Je gardais depuis quelques mois un œil curieux sur la nouvelle production d'Asobo Studio. Je savais le studio bordelais habituellement besogner sur des jeux à licence Pixar et plus récemment sur des expériences VR, aussi le volte-face dans le genre du jeu d'aventure "auteurisant", sous la tutelle de Focus Interactive, avait de quoi trahir de toutes nouvelles ambitions.
Alors que les retours préliminaires, enthousiastes mais prudents, colonisaient mollement mes flux RSS, le consensus général laissait envisager un petit jeu narratif sympathique qui bénéficiait alors d'un coup de projecteur Made in France.
Puis vint la release. Les tests et critiques simplement positives ou parfois même élogieuses commençaient à s'amonceler, étouffant mes a prioris bien modérés. C'est allégé d'une petite quarantaine d'euros que je m'attaquais au prologue de l'aventure. Après tout, si même Cory Barlog se met à féliciter Asobo, comment moi, qui ai tant apprécié The Last of Us et le récent God of War, pourrais-je faire l'impasse sur le travail de mes compatriotes ?

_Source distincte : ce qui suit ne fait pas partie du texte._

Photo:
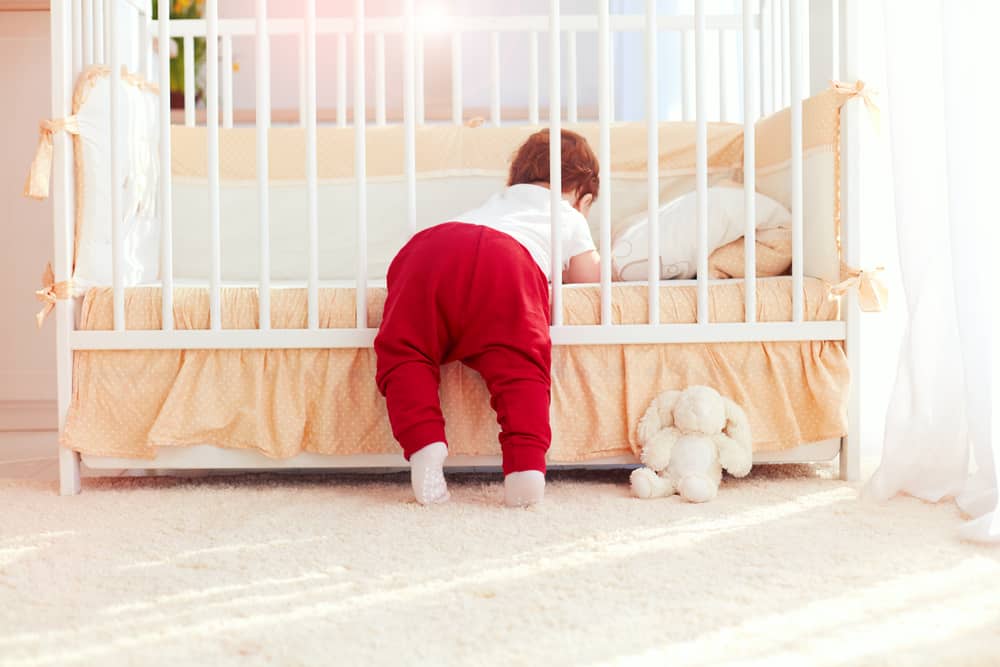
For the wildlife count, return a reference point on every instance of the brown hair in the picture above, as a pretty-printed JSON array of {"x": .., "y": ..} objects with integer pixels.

Le jeu lancé, en à peine plus de temps qu'il n'en faut pour maltraiter une poignée de pommes, tous les éléments constitutifs du gameplay et de la diégèse à venir pour les 8 à 9 prochaines heures est effeuillé. Pourchassés par l'inquisition, Amicia et Hugo, deux jeunes nobles aquitains, traversent les horreurs et les charniers de la guerre de Cent Ans pendant que la peste noire ravage les campagnes, et qu'un climat de paranoïa va crescendo. Pour ne rien arranger, le fantastique s'introduit dans le récit pour le meilleur, mais surtout pour le pire : Hugo, haut comme trois pommes, souffre d'un mal étrange, attisant les convoitises des brûleurs de sorcières, alors que d'étranges forces occultes manipulent des nuées de rongeurs meurtriers, propageant la maladie et ne laissant dans leur sillons que cadavres décharnés.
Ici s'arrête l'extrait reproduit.